Review and update the following parameters as necessary:

* **Name**
* **ComputeResources > Name**
* **InstanceType**
* **MinCount**
* **MaxCount**
* **CustomSlurmSettings > RealMemory**
  * This value is specific to the instance type. Refer to the table below for the correct value.
* **CustomSlurmSettings > CpuSpecList**
  * This value is specific to the instance type. Refer to the table below for the correct value.
* **OnNodeConfigured > Sequence > Script > Args > --cores**
  * This value is specific to the instance type. Refer to the table below for the correct value.

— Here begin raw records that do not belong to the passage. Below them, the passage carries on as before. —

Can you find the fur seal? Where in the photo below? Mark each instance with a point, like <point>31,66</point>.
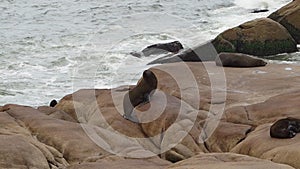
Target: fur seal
<point>259,10</point>
<point>139,94</point>
<point>160,48</point>
<point>238,60</point>
<point>53,103</point>
<point>285,128</point>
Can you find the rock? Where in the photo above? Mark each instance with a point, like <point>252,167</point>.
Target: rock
<point>53,112</point>
<point>231,135</point>
<point>16,152</point>
<point>238,60</point>
<point>226,160</point>
<point>274,108</point>
<point>259,37</point>
<point>115,162</point>
<point>160,48</point>
<point>259,144</point>
<point>63,136</point>
<point>289,17</point>
<point>199,53</point>
<point>198,107</point>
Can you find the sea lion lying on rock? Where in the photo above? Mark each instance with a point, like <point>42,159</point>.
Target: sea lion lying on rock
<point>238,60</point>
<point>259,10</point>
<point>160,48</point>
<point>285,128</point>
<point>200,53</point>
<point>139,94</point>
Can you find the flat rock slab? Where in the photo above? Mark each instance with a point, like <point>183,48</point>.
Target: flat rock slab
<point>226,160</point>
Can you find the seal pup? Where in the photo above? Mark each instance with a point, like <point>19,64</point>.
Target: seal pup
<point>160,48</point>
<point>238,60</point>
<point>141,93</point>
<point>285,128</point>
<point>53,103</point>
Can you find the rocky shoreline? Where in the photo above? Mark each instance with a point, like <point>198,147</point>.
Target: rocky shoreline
<point>201,115</point>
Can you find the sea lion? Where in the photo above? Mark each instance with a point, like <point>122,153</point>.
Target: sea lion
<point>53,103</point>
<point>259,10</point>
<point>200,53</point>
<point>160,48</point>
<point>285,128</point>
<point>139,94</point>
<point>238,60</point>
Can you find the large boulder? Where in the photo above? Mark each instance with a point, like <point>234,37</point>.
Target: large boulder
<point>259,144</point>
<point>259,37</point>
<point>289,17</point>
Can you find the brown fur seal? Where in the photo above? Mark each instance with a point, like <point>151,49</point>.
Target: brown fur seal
<point>238,60</point>
<point>53,103</point>
<point>285,128</point>
<point>160,48</point>
<point>139,94</point>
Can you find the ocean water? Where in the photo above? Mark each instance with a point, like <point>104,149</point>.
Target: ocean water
<point>52,48</point>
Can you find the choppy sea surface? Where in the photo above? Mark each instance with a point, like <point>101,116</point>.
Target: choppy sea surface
<point>52,48</point>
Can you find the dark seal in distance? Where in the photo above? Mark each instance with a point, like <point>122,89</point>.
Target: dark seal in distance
<point>160,48</point>
<point>238,60</point>
<point>285,128</point>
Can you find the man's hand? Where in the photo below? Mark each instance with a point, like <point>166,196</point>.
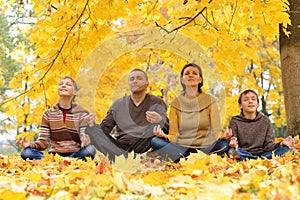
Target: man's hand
<point>289,141</point>
<point>159,132</point>
<point>153,117</point>
<point>233,142</point>
<point>90,119</point>
<point>227,134</point>
<point>23,142</point>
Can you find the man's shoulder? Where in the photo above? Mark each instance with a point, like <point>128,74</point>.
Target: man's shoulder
<point>154,98</point>
<point>120,101</point>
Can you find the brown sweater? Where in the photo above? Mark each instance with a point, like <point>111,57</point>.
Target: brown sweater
<point>194,122</point>
<point>255,136</point>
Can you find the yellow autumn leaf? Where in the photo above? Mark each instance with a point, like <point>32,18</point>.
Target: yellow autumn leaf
<point>7,194</point>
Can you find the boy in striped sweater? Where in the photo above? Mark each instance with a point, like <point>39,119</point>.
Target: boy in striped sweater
<point>62,128</point>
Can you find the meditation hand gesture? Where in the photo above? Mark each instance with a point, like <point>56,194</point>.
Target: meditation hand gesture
<point>159,132</point>
<point>85,140</point>
<point>153,117</point>
<point>233,142</point>
<point>227,134</point>
<point>289,141</point>
<point>90,119</point>
<point>23,142</point>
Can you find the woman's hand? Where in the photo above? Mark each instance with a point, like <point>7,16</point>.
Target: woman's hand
<point>90,119</point>
<point>23,142</point>
<point>227,134</point>
<point>153,117</point>
<point>159,132</point>
<point>289,141</point>
<point>233,142</point>
<point>85,140</point>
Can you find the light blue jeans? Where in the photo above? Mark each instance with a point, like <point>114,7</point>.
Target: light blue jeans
<point>33,154</point>
<point>175,152</point>
<point>243,155</point>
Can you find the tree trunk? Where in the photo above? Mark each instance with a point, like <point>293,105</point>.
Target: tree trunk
<point>290,67</point>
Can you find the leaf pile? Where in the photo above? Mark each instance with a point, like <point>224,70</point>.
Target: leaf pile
<point>142,177</point>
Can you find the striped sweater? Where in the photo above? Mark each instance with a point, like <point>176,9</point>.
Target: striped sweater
<point>63,135</point>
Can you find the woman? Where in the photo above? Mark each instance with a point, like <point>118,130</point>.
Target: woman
<point>253,135</point>
<point>62,128</point>
<point>194,121</point>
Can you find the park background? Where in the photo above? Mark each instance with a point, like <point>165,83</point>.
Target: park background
<point>239,44</point>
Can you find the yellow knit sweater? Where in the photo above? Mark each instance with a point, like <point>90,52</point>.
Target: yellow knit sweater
<point>194,123</point>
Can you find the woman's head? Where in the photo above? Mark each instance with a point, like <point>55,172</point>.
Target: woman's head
<point>186,71</point>
<point>67,86</point>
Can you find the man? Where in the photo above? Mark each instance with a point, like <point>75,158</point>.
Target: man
<point>134,118</point>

If the `--cores` argument is defined, the WEKA mount is created using a **DPDK mount** for optimal performance. If the argument is not defined, the WEKA mount defaults to **UDP mode**. **DPDK is preferred** for all instances to achieve higher storage performance. However, certain instances, such as HeadNodes, can use a UDP mount if necessary.

Additional instance types:\
If your instance type is not listed in the table below, contact the [Customer Success Team](https://app.gitbook.com/o/-L7Tp-Uy9BMSCSCx0MlK/s/uOB5D2WMRjXBnChPFTrk/) for assistance.

| Instance Type  | CpuSpecList | RealMemory |
| -------------- | ----------- | ---------- |
| hpc7a.96xlarge | 95,191      | 742110     |

### Verify security group configurations

Ensure that the AWS ParallelCluster nodes can connect with the WEKA backends on port 14000 for both TCP and UDP. Review your security group settings to confirm that the WEKA clients can communicate with the WEKA backends effectively.

### Deploy AWS ParallelCluster cluster

1. Run create-cluster

{% code overflow="wrap" %}

```
pcluster create-cluster -c pcluster.yaml --cluster-name your-cluster-name --rollback-on-failure FALSE
```

{% endcode %}

2. To assist with debugging, disable `rollback-on-failure` if errors occur.